Brain Phrye

code cooking diy fiction personal photos politics reviews tools 

The Unix Way

I was reminded of this article which is a nice little example of how to use shell tools in Unix to solve problems faster than if you were to “write a program.”

You’re still coding in shell, it’s just that each “line” is a pretty powerful function. Plus each function has a pretty simple interface: it will take a text stream and some positional or named arguments and it will produce two text streams (one is usually “the output” and the other is usually an “out of band” stream) and an integer.

And within these constraints, you can write really powerful programs. Sometimes ridiculously more powerful.

Looking at McIlroy’s code there’s another thing to note:

tr -cs A-Za-z '\n' |
tr A-Z a-z |
sort |
uniq -c |
sort -rn |
sed ${1}q

The commands leading up to each sort can run in parallel; consuming and using the output of the previous step in the pipeline as it is created. The sorts are bottlenecks where the data builds up until all previous pipeline steps complete and the sort begins spewing output.

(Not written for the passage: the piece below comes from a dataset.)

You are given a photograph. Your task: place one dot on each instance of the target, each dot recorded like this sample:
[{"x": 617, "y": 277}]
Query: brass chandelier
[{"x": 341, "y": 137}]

So in the example above, first the two trs and the first sort run in parallel. Once the trs exit, sort begins to sort the data and then starts to output. At that point the first sort, the uniq and the second sort run in parallel. Once the first sort and the uniq complete, the second sort begins to sort and once output happens it and the sed run in parallel - with the sed quitting causing the second sort to exit before finishing output (in all likelihood).

The shell-v-hadoop article above goes into way more detail on the builtin, implicit parallelization of shell, but it’s an impressive feature of the language and is one that can bring surprising performance benefits if used correctly.